Monitor, report, denounce
There is a second factor in people’s low level of commitment to protecting their data in the so-called paradox of privacy: Although our privacy is important to us, we voluntarily disclose the most intimate information—as payment for advantages and conveniences in everyday online life. We don’t feel that we are ultimately paying a high price because it doesn’t cause any pain for the moment.
Third, and finally, we experience the Janus face of digitization—obvious benefits on the one hand, threats on the other—as extremely complex and confusing. When it was still about census, it was simple. Then you could say: census yes or no. Today it is extensively more complex. People want to protest, but there are so many thousands of ends that would have to be touched. It’s such a nitty-gritty of surveillance, which together brings such total surveillance that you’d actually have to say, we aim to shut down the Internet, or something like that, which nobody can ask for if you ‘kind of want them to stop.’ That’s why so little happens in terms of resistance.
Despite all this, there are still optimists who—despite the irresistible triumph of digital administration and transnational digital identity—believe that total surveillance is avoidable. They believe that data protection laws and the courts can put a stop to total surveillance after all. That is, these courts aren’t yet compromised.
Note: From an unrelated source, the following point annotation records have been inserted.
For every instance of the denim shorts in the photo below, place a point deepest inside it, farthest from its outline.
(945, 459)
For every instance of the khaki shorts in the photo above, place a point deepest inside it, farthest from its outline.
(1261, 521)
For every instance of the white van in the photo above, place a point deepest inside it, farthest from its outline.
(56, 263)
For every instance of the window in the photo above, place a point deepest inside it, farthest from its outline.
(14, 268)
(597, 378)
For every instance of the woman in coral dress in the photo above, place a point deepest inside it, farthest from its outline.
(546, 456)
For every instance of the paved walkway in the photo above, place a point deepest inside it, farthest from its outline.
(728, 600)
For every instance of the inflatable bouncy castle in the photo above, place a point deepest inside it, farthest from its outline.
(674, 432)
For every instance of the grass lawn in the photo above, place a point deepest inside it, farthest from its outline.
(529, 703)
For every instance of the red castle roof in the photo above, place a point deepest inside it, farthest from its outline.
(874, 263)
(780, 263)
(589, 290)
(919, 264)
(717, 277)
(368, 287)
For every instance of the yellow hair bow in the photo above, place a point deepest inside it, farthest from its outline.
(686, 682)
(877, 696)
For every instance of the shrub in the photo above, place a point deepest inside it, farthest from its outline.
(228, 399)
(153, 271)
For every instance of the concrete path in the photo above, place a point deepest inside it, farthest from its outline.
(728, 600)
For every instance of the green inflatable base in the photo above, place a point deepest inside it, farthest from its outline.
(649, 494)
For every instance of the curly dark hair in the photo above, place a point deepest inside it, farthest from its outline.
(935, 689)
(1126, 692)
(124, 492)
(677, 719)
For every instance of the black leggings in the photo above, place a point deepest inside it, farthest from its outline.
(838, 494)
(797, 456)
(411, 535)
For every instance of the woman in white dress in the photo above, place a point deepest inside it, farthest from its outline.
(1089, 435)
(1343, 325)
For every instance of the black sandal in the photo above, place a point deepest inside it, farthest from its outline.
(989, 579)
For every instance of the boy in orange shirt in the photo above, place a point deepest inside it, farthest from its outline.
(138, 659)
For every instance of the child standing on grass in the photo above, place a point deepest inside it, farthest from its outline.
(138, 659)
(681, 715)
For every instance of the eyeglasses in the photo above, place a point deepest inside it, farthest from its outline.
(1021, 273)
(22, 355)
And indeed, as recently as today, the European Court of Justice once again declared data retention inadmissible in quite a few member states, thus strengthening the principle of data erasure.
If we want privacy, if we want to preserve data protection at least in part in an increasingly digitized and logged world, then deletion is the most important data protection instrument imaginable. Because the past must also be allowed to be forgotten at some point. In other words, if data is only kept for as long as it is needed and then has to be deleted immediately, as stipulated by the General Data Protection Regulation and earlier also by the Federal Data Protection Act, then this data must disappear again.
More and more people are experiencing the pressure of commercial and government surveillance as suffocating, and in light of this, you should rely on the principle of hope. I hope that people don’t sleepwalk into a surveillance society. I hope that more and more people wake up to the fact that we’re about to be asked to engage in an extremely dangerous transnational digital identity.